Google is part of a group, Digital Due Process beginning a lobbying effort in the U.S. to modify the electronic privacy laws to require law enforcement to get search warrants before demanding access to e-mail. Other members of Digital Due process include the American Civil Liberties Union, Americans for Tax Reform (the anti-tax group led byGrover Norquist), the U.S. Chamber of Commerce, Facebook Inc. (FB), Amazon.com Inc. (AMZN), and Microsoft Corp. (MSFT). What an interesting and disparate group! The aim of Digital Due process is to secure the same rights in the online world as citizens take for granted in the paper and physical world.
The law in question, the Electronic Communications Privacy Act of 1986, was enacted before cloud computing, mobile devices and social networking. Advocates for the change say that this has changed connectivity so radically that it is time to modify the statute. There are conflicting, unclear standards that are interpreted inconsistently by different courts. Some courts seem to be unclear about whether 4th Amendment protections against search and seizure apply for citizens in the online world. Also, changes to government's surveillance powers require changes to secure some level of citizen privacy. According to a Bloomberg News report, Google has stated that more than 2/3 of the 8,438 law enforcement requests for user data they received in the last half of 2012 arrived without a search warrant.
Groups representing federal, state and local law enforcement oppose attempts to modify the act, saying it will make their jobs more difficult if they must get warrants.

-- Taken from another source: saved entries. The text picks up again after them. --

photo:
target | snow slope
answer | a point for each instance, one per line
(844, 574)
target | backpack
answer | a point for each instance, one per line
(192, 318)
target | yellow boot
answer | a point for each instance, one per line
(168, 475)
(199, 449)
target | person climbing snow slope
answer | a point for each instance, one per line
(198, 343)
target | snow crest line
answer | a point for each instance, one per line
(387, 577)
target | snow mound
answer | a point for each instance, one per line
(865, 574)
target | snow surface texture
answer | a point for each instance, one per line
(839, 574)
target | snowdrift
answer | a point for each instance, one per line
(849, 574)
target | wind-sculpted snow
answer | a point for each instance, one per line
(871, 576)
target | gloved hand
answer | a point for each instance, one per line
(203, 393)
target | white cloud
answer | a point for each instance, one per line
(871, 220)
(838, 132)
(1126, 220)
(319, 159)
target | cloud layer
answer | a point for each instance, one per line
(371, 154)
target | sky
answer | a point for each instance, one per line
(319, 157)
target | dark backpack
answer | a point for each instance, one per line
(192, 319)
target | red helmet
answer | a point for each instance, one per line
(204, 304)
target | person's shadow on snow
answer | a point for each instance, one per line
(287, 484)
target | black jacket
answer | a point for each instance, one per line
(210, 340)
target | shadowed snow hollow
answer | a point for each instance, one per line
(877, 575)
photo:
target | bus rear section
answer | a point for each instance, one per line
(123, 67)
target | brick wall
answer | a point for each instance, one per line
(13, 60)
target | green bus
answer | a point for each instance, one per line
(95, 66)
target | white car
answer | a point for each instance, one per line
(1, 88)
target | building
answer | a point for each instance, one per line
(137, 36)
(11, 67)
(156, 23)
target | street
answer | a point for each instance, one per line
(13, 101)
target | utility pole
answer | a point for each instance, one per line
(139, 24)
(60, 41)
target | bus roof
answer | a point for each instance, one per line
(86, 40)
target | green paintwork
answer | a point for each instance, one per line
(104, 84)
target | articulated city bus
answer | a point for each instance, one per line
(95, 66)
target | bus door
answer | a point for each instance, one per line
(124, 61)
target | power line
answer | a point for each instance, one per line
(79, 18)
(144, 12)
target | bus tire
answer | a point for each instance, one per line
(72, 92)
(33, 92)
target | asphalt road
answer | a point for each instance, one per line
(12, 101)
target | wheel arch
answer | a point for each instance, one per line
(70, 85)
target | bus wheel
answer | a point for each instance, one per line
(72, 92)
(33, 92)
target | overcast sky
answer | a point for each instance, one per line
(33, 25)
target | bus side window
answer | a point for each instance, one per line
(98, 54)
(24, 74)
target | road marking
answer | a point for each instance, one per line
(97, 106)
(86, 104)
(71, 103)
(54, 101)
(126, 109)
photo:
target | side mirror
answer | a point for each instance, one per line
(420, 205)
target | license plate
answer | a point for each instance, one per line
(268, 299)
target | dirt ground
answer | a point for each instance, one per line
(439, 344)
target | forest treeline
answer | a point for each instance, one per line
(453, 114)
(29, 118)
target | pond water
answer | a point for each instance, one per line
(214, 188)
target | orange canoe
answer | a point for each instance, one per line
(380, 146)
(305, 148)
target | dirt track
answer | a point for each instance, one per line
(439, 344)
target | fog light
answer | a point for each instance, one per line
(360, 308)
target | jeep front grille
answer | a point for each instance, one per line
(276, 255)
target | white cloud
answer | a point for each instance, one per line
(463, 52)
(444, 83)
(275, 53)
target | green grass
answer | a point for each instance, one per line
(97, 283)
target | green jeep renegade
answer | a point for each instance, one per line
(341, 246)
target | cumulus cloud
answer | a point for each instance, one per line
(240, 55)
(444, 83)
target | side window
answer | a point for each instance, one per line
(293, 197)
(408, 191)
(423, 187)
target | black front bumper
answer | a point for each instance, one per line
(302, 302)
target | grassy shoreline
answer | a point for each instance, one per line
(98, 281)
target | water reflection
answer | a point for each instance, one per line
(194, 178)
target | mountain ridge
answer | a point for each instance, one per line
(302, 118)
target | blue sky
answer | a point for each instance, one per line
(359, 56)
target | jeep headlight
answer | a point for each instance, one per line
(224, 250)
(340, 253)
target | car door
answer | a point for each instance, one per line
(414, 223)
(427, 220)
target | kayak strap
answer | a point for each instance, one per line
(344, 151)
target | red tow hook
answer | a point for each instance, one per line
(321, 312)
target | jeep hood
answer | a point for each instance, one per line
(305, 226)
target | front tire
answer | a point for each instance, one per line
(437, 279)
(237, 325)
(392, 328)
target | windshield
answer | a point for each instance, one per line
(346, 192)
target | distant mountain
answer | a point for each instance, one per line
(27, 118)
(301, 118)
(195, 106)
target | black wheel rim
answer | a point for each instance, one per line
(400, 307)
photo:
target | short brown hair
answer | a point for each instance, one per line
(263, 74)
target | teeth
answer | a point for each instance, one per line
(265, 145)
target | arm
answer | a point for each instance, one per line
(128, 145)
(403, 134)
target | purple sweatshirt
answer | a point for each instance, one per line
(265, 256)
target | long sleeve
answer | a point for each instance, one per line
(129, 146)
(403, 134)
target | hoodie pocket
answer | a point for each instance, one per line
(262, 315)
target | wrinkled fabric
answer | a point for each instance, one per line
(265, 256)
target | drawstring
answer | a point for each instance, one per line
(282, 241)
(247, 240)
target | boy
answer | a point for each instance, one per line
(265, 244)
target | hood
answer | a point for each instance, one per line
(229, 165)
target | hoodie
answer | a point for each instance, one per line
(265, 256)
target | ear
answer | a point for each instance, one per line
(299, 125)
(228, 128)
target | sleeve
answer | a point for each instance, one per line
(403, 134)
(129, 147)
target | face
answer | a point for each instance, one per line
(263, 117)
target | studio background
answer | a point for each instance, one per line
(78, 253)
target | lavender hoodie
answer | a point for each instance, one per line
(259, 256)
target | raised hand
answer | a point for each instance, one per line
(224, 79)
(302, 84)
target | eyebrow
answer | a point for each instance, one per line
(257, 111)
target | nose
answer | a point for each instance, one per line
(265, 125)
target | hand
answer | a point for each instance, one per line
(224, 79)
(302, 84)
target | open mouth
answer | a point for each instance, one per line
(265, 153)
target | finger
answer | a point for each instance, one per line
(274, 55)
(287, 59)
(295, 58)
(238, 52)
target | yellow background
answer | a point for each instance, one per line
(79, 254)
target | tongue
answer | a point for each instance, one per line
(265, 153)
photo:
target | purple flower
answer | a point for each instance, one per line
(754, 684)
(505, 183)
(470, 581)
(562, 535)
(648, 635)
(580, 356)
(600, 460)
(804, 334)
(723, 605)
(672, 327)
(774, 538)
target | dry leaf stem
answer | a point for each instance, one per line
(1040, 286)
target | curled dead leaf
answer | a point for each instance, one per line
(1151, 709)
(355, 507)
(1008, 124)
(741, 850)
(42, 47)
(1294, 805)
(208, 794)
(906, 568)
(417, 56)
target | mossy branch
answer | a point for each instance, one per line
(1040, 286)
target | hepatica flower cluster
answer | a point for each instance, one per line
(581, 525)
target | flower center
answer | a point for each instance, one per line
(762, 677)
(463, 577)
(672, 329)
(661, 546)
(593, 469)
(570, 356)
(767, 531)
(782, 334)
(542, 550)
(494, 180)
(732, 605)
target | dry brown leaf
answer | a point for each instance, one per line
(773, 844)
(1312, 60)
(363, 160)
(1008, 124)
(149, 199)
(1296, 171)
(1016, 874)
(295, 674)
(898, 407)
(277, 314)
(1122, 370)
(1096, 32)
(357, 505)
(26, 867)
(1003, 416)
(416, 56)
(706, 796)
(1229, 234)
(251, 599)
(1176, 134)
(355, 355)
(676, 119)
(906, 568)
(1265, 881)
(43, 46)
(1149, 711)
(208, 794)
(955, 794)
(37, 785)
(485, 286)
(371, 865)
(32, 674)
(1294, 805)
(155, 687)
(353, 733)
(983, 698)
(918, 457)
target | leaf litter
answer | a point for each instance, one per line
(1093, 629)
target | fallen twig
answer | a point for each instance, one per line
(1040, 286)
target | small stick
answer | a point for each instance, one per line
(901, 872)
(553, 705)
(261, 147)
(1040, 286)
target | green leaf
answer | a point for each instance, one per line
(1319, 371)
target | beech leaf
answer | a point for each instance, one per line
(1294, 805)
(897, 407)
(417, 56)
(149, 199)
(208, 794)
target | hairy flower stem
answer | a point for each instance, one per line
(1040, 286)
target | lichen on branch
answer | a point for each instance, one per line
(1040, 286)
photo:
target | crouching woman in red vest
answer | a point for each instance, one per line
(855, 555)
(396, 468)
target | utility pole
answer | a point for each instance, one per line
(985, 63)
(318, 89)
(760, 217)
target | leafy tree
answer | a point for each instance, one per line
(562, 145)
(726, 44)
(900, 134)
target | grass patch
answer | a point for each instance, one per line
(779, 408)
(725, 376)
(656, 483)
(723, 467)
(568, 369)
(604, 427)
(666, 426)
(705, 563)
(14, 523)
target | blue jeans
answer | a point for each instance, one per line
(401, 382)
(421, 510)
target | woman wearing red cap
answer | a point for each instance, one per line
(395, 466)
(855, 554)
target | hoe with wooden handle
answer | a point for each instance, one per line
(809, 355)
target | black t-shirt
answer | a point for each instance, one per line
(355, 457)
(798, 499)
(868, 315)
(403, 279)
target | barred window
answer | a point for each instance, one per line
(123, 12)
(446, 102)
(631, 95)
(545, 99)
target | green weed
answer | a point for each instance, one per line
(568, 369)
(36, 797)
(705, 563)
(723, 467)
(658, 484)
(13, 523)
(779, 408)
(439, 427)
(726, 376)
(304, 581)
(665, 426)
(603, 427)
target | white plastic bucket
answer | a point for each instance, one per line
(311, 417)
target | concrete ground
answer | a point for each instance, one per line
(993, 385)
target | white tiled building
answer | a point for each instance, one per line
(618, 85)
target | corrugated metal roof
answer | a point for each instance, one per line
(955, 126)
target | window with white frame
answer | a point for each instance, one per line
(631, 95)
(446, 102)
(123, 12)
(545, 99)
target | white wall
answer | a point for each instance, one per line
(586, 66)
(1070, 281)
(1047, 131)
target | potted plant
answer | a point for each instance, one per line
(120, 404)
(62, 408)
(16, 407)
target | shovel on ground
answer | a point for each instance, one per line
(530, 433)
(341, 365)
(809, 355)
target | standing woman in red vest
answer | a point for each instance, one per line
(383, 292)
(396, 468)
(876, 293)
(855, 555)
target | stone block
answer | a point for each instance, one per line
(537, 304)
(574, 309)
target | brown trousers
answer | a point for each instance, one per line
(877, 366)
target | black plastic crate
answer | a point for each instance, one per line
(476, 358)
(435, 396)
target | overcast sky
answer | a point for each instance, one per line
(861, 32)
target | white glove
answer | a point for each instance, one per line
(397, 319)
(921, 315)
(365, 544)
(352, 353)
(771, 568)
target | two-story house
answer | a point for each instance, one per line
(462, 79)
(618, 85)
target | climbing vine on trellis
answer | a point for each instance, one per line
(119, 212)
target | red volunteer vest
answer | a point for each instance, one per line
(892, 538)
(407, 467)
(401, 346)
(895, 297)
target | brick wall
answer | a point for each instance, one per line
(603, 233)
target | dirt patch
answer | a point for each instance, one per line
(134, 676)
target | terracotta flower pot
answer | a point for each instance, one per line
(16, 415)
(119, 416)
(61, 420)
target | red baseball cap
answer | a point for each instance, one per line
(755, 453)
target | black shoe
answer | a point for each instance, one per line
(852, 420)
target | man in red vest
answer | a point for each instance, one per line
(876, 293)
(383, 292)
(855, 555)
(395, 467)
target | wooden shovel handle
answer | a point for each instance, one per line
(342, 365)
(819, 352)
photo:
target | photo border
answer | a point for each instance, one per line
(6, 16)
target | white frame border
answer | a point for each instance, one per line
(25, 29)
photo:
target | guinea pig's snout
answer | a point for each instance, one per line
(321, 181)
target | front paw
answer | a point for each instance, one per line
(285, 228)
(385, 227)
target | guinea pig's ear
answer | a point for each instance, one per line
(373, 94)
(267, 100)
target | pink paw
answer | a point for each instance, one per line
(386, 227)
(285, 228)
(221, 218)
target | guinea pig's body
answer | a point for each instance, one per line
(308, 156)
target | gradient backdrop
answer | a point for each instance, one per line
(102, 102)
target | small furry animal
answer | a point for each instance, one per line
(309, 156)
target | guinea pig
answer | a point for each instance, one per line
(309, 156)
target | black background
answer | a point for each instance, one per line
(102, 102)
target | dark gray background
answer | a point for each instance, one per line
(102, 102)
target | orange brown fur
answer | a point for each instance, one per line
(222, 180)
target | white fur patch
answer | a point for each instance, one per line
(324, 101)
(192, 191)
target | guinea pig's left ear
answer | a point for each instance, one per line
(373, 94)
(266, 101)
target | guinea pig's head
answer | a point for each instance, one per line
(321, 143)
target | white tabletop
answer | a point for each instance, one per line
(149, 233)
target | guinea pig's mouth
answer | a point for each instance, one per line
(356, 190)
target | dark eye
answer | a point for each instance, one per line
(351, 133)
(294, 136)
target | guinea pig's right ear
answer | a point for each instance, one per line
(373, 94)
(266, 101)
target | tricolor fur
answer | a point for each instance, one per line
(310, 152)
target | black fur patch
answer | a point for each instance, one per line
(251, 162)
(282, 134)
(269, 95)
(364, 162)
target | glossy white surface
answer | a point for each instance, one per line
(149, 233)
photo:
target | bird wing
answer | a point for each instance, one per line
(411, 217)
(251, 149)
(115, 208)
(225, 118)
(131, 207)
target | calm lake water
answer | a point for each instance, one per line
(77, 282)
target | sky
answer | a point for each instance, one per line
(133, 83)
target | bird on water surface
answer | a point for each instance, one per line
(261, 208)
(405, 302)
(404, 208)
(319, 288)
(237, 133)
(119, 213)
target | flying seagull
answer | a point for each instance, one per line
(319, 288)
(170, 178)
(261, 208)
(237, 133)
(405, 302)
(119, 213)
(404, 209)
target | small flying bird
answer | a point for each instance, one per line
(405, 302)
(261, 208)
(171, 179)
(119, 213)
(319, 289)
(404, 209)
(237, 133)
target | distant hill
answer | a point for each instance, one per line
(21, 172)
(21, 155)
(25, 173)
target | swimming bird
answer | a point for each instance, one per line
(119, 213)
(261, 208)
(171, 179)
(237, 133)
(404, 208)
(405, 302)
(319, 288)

You can read an in-depth description of the issues and history from a third group, the Center for Democracy and Technology. You can also read a nice report on what is cloud computing and some of the issues at EPIC's notes from November, 2012. Among the notes there, you will notice Google is mentioned 4 times in the news shorts at the beginning. If you read the first 3, you will see that Google's attempted changes to their privacy policy were roundly criticized and stopped because of danger to government information. Their reports on government requests for user data are the "transparency reports" in the first note. The report on the changes to Google's Terms of Service involved the recent consolidation of all the various Google-based services, as well as access to all the users' data and documents. The storage of all the users' material on Google's cloud computing storage means that Google has access to all of this data. The EPIC report on cloud computing at the bottom of this web page is excellent and includes three examples of different sorts of providers and the problems associated and many links to other reports.